Проходила минута за минутой, а дело не подвигалось ни на шаг.
«Ну чего ты пыжишься, друг мой Лешка? – думал Алексей Петрович, уныло марая листок бумаги „вечным пером“. – Ведь ты так хотел быть принятым в писательскую элиту, встать вровень с признанными корифеями русской литературы… Наконец, это – жизнь, реальность сегодняшнего дня, свидетельство твоего роста. А форма, в какой эта реальность выражается, другой быть и не может. И Гоголь мог состояться в тогдашних условиях исключительно как писатель русский, но не как украинский; и Горький мог выбиться „в люди“ только в качестве мещанина, изумленного многообразием мещанского бытия. Да и сегодня ни казах, ни татарин, ни тот же украинец, ни тем более еврей, не могут состояться как писатели вне русской литературы. Другое дело, что факт сей почему-то стыдливо замалчивается, хотя стыдного в этом ничего нет, а стыдно называть себя русским писателем лишь на том основании, что пишешь по-русски».
Рассердившись на себя за бесплодные мысли, Алексей Петрович решительно придвинул к себе книгу, раскрыл ее и прямо набело накидал все тем же размашистым почерком: «Максиму Горькому – с изумлением и наилучшими пожеланиями. А. Задонов.» Подумал и перед предлогом «с» поставил длинное – горьковское – тире. Хохотнул, довольный, и сразу же все сомнения остались позади. Однако отметил не без удивления: «Как же важно точно найденное слово! И слово-то – так себе, зато вполне к месту и ко времени». Правда, чуть позже шевельнулась-таки мыслишка, что мелко это и пошло, – особенно тире, – но мыслишка была мимолетной, душу его не смутила: себя Алексей Петрович прощал все чаще, других прощать не научился.
Глава 22
Секретарь Горького Крючков, человек тихий, как мышь, но основательный, с внимательным – исподлобья, – но ускользающим сумрачным взглядом, будто слепленный из крайних противоположностей, провел Алексея Петровича в библиотеку, промолвил сдержанным лакейским голосом, точно боясь нарушить устоявшуюся тишину:
– Подождите здесь, товарищ Задонов, Алексей Максимович сейчас будут.
Алексею Петровичу почудилось даже, будто Крючков произнес «будут-с», потому что в тишине библиотеки, от одного книжного стеллажа к другому, проплыло, вертясь и покачиваясь из стороны в сторону, что-то, похожее на змеиное сипение. Он удивленно глянул на Крючкова, но не сумел поймать его скользящий настороженный взгляд, и слегка качнул своей барственно ухоженной головой.
И точно, не успел Алексей Петрович оглядеться, как сбоку послышалось сухое покашливание, похожее на лай, – и вошел Горький, высокий, худой, сутулый, с вислыми усами, морщинистым землистым лицом, водянистыми глазами, с еще более выдвинутой вперед нижней половиной лица, – совсем не такой, как на портретах, и не такой, каким его видел Задонов всего год назад на первом съезде писателей, а очень и очень постаревший и вроде как поизносившийся.
– Извините, что заставил вас ждать, дорогой Алексей Петрович, – забубнил, с нажимом на «о», Горький, протягивая руку. – Читал ваши очерки – понравились.

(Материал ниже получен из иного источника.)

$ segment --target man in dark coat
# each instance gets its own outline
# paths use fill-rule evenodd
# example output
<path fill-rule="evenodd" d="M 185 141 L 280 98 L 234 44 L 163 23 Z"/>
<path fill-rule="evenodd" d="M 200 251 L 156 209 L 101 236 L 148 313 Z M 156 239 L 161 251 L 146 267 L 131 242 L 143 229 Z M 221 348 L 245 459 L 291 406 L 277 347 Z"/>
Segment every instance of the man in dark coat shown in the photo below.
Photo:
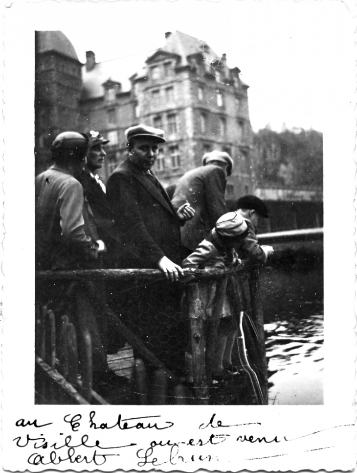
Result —
<path fill-rule="evenodd" d="M 177 210 L 151 170 L 164 143 L 162 130 L 138 125 L 126 131 L 129 156 L 110 176 L 107 195 L 121 240 L 123 268 L 158 268 L 172 281 L 183 275 L 180 227 L 192 218 Z"/>
<path fill-rule="evenodd" d="M 182 244 L 190 253 L 198 246 L 217 220 L 226 213 L 224 191 L 227 176 L 233 161 L 224 151 L 206 153 L 202 166 L 191 169 L 181 177 L 172 198 L 174 207 L 189 202 L 195 215 L 181 229 Z"/>
<path fill-rule="evenodd" d="M 121 240 L 118 267 L 158 268 L 167 279 L 177 281 L 183 275 L 180 227 L 192 218 L 194 211 L 187 204 L 176 210 L 151 170 L 158 144 L 165 142 L 163 130 L 138 125 L 128 128 L 125 135 L 128 157 L 107 184 Z M 118 294 L 125 323 L 172 370 L 184 364 L 187 330 L 185 326 L 180 334 L 181 291 L 176 284 L 159 281 L 122 288 Z M 146 362 L 148 369 L 155 369 Z"/>
<path fill-rule="evenodd" d="M 93 213 L 98 234 L 107 247 L 107 253 L 102 258 L 103 265 L 113 267 L 117 238 L 112 210 L 107 198 L 106 187 L 97 174 L 103 167 L 107 155 L 104 146 L 109 142 L 109 140 L 105 139 L 97 131 L 90 131 L 89 136 L 89 149 L 87 163 L 78 179 L 83 187 L 85 195 Z"/>

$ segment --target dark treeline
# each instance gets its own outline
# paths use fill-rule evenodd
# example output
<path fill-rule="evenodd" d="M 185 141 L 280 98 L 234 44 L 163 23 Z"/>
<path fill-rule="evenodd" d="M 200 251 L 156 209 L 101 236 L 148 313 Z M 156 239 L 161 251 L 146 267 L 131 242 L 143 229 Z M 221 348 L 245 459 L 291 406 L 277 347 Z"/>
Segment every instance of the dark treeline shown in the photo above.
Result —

Роман успел поглядеть еще в журнале – впечатление самое благоприятное. А главное – очень нужные вещи для понимания теперешних событий. Лично я о современности писать не могу: стар, весь в прошлом, дай, как говорится, бог, осмыслить то, чему был свидетелем. А о нашем времени – это уж вы, молодые. Да-да! Именно так! – закончил он как бы утверждая сказанное в собственном сознании.
Горький говорил не спеша, но почти без пауз, а там, где возникали паузы, Алексею Петровичу казалось, что Горький мысленно ставит длинное тире. И вообще он казался смущенным и будто пытался словами это свое смущение замаскировать. Взяв Алексея Петровича под локоть, провел к столу, усадил, сам сел напротив, придвинул пепельницу, предложил папиросы.
Задонов тоже чувствовал себя неловко, точно нагло и бесцеремонно нарушил покой безнадежно больного человека. Воспользовавшись тем, что хозяин раскуривал папиросу, выложил на стол свой роман.